I shook my head. "Oh, no. Thomas was Am's big brother who didn't know I was alive. Darkwater...he was the man of my fantasies who I fell so deeply in love with that I now know I'll love forever. No matter who I meet or who I end up with, a part of my heart will always belong to him...to you, Darkwater."

He stared at me. "Who you end up with? Are you dense or are you just trying to fuck me off, Sherlyn?"

"What do you mean?"

He curled his fingers in my hair and pressed his forehead against mine. "I mean you're mine. My days of and interest in sleeping with anyone but you are over. I want what my father had: the love of a woman I'd be willing to work 60-70 hours a week to take care of.

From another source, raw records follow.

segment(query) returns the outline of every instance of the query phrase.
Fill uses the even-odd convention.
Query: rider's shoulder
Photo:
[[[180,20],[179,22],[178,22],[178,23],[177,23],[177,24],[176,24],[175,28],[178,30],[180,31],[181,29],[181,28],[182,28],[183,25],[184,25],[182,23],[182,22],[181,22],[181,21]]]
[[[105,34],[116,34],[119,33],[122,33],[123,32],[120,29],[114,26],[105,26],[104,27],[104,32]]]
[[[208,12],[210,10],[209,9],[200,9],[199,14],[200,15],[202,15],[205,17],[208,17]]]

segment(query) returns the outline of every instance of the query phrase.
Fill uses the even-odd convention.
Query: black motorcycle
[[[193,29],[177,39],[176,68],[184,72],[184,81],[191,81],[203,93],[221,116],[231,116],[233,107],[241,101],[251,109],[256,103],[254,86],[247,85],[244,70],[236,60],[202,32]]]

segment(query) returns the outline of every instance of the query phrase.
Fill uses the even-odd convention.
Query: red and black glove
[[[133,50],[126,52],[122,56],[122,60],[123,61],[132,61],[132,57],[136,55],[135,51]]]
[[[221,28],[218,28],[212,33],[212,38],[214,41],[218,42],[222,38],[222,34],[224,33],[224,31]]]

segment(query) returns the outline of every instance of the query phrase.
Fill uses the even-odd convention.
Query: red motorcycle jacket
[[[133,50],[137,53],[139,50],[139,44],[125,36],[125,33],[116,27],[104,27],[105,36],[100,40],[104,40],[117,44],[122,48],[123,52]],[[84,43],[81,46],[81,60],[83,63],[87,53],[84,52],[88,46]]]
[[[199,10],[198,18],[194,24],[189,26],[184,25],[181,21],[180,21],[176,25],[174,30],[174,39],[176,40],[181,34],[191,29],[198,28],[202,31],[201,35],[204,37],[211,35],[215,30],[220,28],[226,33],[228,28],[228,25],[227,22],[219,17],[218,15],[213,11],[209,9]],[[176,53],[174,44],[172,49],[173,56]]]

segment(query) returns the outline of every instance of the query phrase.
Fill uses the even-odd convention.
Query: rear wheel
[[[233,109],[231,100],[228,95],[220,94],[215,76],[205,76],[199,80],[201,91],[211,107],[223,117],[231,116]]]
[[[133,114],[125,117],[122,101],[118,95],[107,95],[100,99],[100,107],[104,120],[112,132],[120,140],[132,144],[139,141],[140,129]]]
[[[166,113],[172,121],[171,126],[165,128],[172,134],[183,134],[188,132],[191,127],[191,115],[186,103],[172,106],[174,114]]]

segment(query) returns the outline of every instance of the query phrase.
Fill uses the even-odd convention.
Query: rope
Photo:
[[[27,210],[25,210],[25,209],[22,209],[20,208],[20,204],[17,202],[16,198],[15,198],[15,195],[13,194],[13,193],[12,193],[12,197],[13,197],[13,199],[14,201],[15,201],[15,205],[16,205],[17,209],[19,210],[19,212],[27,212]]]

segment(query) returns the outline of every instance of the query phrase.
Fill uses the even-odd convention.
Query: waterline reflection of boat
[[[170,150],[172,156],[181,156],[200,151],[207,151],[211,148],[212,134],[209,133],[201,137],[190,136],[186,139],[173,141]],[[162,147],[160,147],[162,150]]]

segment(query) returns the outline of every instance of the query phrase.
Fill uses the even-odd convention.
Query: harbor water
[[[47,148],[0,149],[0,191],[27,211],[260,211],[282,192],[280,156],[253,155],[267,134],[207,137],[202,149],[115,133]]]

"My father warned us not to marry until we were so deeply in love that a beautiful woman walking naked in front of us wouldn't tempt us to stray for even a moment. I've reached that point in my life, Sherlyn. I no longer have a sexual interest in any other woman. I'm totally in love with you and I'd willingly work 70 hours a week to give you what you needed if I had to.

"Everything that I have or will have, I'll happily share with you...my time...my money...my heart. They're all yours to do with as you will."

"Oh...Darkwater. Having enough money not to have to worry about being laid off and unable to pay bills would be nice, but it's your time and heart I need. Give me those and I'd happily work 70 hours a week to help make ends meet and come home to wait on you and fulfill all your needs."

"If you can forgive me and have me, I want you as my wife and the love of my life because that's what you are: the love of my life."

I pulled away and stared at him through a flood of tears.

"What do you say, my sweet, sweet girl and the remedy for all my aches, pains, and miseries. Will you be the remedy for everything wrong in my life? Will you marry me?"

And just like that, with one question, he made nonsense of all the years of pain and anguish I'd suffered loving him. "Yes," I whispered. "Oh, yes and yes again!"

He drew me down onto the bed, turned me on my back, and slipped between my thighs as he kissed me slowly.

I closed my eyes and stroking my fingers down his back to his ass, I rubbed myself against his cock until I felt him thickening and hardening against me. Then I reached between our bodies and pressed the big, pulsing head against my slit.